Snell's law can be derived from Fermat's principle, which states that the light travels the path which takes the least time. It finds the path by setting dT/dx=0 to arrive at n_1 sin θ_1= n_2 sin θ_2. Since there is this one equation with two variables: θ_1 and θ_2, solutions are infinite where θ_2=〖sin〗^(-1) (n1/n2)sinθ_1. Assuming there are three light waves travel from air n_1 = 1 to glass n_2 = 1.5 between two fixed endpoints (a_1, b_2) and (a_1, b_2) with the following (θ_1, θ_2) solution pairs: (30°, 19.5°), (45°, 28.1°), (60°, 35.3°) as shown below.
Only W2 can end at point (a_1,b_2)? I know that this would work if we don't fix the endpoints and make W1 and W3 pass through W2's incident point. But just wonder how to interpret the least time path derivation.

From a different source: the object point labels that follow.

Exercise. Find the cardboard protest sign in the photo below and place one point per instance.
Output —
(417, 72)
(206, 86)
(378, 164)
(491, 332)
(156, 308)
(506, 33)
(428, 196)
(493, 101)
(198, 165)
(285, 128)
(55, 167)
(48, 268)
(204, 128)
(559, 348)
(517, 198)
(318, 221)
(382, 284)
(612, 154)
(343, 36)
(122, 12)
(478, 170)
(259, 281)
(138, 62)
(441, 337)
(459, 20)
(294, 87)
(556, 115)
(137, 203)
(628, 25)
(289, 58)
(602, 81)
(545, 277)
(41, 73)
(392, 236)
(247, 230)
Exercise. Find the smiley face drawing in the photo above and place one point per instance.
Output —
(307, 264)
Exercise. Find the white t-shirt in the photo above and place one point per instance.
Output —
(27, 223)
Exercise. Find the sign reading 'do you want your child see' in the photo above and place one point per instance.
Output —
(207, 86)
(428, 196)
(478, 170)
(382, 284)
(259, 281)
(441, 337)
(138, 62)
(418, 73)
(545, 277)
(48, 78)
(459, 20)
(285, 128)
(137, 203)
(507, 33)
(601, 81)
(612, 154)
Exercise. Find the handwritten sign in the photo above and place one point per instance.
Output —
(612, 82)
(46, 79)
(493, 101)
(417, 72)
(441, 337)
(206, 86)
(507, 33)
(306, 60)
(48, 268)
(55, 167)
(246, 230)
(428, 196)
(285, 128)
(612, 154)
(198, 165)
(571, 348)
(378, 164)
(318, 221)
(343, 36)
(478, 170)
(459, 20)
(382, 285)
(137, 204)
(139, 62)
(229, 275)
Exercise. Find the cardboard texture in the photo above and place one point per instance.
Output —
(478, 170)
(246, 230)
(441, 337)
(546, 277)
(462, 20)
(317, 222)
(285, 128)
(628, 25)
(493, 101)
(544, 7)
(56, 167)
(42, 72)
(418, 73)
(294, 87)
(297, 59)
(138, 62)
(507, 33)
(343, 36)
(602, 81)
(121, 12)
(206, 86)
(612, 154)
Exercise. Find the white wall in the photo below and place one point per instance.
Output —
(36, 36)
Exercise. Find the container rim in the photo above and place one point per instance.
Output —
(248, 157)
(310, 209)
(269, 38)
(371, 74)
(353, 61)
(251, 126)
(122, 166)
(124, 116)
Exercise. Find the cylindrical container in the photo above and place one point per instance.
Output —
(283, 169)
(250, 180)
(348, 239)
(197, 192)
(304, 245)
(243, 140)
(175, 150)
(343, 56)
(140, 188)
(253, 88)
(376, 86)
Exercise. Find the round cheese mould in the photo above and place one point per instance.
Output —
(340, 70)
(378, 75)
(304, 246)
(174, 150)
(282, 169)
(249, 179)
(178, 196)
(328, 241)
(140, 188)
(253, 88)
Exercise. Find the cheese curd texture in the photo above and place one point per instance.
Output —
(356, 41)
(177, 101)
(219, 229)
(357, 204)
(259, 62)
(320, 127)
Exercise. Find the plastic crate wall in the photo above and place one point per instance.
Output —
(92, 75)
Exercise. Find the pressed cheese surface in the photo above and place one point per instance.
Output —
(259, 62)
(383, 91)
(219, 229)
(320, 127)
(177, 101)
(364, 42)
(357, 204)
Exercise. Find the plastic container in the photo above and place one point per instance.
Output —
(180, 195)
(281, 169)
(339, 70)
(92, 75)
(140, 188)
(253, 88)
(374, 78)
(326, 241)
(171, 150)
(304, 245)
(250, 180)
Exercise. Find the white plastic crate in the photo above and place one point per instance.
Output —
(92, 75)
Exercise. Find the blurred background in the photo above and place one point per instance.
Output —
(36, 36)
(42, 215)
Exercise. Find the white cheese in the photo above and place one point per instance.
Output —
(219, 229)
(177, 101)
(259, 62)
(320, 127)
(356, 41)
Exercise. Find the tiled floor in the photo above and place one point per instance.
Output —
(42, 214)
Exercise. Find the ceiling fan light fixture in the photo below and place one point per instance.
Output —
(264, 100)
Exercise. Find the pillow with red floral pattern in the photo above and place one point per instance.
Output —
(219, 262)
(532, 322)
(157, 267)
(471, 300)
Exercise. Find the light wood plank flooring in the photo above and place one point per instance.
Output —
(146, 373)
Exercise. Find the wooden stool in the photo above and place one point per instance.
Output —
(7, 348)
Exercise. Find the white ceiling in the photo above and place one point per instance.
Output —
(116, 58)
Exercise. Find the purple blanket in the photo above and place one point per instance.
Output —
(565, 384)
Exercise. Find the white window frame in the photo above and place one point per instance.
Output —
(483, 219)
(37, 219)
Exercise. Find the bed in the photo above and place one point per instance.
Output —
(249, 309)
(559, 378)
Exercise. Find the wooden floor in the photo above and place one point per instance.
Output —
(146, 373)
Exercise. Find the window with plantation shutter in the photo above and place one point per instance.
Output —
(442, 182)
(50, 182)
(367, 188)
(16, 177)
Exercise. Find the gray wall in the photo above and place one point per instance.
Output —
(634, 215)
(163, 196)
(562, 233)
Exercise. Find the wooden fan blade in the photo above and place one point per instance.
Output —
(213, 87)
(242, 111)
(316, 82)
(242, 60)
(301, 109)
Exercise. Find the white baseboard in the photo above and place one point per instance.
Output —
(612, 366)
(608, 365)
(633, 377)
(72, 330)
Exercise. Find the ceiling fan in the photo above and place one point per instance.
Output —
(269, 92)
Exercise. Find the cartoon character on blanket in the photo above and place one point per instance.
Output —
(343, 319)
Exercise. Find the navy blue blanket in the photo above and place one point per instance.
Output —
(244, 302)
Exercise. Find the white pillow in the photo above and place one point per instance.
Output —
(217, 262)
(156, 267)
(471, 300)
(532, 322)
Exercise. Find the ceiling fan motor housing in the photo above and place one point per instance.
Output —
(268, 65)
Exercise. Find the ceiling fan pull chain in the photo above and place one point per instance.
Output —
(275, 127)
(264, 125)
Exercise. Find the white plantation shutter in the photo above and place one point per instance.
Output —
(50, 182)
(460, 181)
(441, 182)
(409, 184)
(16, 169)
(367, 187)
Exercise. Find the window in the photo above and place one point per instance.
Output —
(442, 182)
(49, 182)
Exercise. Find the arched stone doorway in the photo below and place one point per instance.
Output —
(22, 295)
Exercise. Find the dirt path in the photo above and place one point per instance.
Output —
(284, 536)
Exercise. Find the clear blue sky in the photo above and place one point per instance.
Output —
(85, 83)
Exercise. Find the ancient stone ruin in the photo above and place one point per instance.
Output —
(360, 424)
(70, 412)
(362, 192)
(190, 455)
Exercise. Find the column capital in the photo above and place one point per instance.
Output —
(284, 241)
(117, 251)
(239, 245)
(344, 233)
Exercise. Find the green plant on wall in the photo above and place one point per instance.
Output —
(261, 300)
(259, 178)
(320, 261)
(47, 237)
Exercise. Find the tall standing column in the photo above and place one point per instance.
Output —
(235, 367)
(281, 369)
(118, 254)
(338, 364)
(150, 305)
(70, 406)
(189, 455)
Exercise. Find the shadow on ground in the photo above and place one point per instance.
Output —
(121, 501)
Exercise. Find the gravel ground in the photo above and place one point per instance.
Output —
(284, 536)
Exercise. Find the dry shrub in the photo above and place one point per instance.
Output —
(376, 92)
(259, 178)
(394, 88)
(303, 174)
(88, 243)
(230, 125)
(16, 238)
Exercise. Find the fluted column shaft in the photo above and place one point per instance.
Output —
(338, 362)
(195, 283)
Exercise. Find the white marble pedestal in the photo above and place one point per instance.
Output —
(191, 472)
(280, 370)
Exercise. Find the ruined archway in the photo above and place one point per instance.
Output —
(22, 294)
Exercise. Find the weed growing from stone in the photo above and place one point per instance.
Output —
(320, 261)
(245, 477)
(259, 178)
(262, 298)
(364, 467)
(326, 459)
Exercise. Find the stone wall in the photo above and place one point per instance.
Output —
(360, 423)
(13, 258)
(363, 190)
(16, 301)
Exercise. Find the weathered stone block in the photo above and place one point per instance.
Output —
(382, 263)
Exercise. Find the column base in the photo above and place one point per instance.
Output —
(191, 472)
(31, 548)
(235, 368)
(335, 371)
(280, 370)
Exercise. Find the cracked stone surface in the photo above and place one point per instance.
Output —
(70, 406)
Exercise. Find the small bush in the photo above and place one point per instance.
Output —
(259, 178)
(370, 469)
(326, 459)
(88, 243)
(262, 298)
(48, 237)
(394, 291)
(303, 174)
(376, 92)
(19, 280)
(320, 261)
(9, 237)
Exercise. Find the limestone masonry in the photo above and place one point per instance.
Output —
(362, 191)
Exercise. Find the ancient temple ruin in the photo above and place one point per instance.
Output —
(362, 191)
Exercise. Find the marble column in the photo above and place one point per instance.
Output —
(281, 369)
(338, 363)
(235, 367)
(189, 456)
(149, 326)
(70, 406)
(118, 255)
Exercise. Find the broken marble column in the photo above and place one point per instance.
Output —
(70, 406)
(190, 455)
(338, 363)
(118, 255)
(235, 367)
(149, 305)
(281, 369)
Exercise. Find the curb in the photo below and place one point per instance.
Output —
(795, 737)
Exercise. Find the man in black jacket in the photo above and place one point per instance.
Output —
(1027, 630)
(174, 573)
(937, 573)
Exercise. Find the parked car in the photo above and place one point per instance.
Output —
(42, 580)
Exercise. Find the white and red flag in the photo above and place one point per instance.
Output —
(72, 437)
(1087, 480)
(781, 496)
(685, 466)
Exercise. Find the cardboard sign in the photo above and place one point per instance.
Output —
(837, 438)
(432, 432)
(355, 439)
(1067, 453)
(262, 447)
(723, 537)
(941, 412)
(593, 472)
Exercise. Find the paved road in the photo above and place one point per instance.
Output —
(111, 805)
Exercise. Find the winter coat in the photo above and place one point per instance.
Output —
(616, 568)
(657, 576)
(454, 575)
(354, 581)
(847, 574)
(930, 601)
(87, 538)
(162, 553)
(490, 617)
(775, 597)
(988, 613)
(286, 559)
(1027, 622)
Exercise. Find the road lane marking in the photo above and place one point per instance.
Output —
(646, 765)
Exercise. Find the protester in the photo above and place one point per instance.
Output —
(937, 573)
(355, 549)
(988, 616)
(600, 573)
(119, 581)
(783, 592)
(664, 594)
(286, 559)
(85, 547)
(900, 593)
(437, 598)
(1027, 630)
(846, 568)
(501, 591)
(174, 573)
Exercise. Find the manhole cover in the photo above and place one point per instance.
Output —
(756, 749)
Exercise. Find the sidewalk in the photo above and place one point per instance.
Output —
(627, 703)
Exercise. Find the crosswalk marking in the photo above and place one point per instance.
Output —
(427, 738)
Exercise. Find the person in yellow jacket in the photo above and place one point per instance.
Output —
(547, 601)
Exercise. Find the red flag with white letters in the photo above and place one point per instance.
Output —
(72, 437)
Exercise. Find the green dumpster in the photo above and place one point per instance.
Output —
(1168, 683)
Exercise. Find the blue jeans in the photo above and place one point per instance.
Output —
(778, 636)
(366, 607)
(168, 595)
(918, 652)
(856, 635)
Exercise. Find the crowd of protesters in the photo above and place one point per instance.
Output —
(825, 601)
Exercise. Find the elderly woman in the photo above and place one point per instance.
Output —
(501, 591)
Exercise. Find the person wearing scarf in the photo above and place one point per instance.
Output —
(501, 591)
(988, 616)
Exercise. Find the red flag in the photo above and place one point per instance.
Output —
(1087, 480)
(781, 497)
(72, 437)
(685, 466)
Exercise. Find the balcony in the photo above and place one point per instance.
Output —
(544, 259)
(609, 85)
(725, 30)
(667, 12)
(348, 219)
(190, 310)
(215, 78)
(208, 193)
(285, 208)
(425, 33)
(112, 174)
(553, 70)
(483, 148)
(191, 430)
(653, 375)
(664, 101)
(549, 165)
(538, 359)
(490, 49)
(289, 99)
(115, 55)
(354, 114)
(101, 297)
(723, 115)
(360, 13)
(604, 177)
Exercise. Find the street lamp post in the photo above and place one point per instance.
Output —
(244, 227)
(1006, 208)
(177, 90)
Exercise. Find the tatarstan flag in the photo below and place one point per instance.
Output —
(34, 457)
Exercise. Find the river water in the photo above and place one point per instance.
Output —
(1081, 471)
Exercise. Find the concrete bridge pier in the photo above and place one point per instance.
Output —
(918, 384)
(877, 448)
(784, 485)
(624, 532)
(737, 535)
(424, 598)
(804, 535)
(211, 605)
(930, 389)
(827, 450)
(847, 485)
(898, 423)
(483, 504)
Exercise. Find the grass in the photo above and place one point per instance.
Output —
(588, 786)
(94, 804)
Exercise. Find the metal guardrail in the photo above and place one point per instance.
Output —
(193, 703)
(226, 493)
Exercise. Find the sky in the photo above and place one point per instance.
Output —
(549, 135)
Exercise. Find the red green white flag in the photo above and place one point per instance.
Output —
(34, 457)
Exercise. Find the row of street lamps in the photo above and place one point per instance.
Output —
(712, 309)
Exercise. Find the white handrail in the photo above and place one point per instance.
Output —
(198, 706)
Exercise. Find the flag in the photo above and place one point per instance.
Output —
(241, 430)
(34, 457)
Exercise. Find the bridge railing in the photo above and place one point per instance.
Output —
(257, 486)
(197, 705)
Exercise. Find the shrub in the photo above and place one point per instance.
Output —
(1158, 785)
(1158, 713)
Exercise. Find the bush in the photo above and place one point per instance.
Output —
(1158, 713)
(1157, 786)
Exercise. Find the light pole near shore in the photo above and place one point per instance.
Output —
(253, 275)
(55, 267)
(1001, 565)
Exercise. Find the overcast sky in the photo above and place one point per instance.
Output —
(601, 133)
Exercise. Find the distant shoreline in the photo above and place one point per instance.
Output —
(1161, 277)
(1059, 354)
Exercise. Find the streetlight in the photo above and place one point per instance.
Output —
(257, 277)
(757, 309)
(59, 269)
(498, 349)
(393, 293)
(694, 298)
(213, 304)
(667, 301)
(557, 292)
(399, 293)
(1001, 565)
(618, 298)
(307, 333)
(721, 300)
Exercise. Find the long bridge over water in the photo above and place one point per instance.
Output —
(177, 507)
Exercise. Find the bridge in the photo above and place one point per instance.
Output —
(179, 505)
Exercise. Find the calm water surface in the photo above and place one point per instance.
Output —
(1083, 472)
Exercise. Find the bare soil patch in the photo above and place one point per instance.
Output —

[Edited] Thanks for showing me the link. From there, I was able to figure out my mistake. The Snell's law states the refraction angle relationship to medium indices at the incident point x. Fermat's Principle proves it by finding the minimum of total travel time T(x) by setting dT/dx = 0 where x can be expressed in terms of the begin and end points (a1, b1) and (a2, b2) as: (x - a1)/sqrt[(x - a1)^2 + b1^2] = (a2 - x)/sqrt[(a2 - x)^2 + b2^2] (n2/n1) which reduces to Snell's law. So we can solve x in terms of the positional values and it is UNIQUE. That's why in my graph, only W2 hits the target (a2, b2), not any other waves. Solving x from the above equation is numerically harder than Snell's law. The former is asking, given the begin and end points and without knowing θ1 or θ2, what is x, and the latter is asking, given an incident angle θ1, what is θ2.